New Merchants must use PA-DSS Compliant Applications by this time next year but "Existing Merchants" still have 2 more years to put your cardholder data at risk!
Visa has announced global requirements for financial institutions to ensure their merchant customers and agents use secure payment applications, that do not store prohibited data elements and adhere to the Payment Card Industry (PCI) Payment Application Data Security Standard (PA-DSS).
As per the deadlines, in addition to the US and Canada financial institutions, in Asia Pacific, Central and Eastern Europe, Middle East and Africa (CEMEA) and Latin America and the Caribbean (LAC), Visa acquirers must ensure that newly signed merchants use PA-DSS compliant applications by July 2010.
By July 2012, those acquirers must ensure that existing merchants and agents in the Visa network use PA-DSS compliant applications.
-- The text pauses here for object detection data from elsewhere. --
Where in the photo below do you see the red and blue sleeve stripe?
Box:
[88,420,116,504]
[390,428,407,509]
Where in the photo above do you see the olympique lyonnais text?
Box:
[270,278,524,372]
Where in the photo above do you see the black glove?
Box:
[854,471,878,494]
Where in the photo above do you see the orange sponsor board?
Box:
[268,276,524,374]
Eduardo Perez, head of global data security, Visa, commented: "Criminals are targeting certain versions of software known to have security vulnerabilities. It's essential that every business that handles payment card information adhere to the highest data protection standards to protect the security and privacy of their customers' financial information.”
The PA-DSS is a global set of security requirements for software vendors who develop payment applications. PA-DSS compliant applications do not store prohibited data such as track data, sensitive authentication data, or PIN data, helping merchants and agents mitigate compromises and support overall compliance with the Payment Card Industry Data Security Standard (PCI DSS).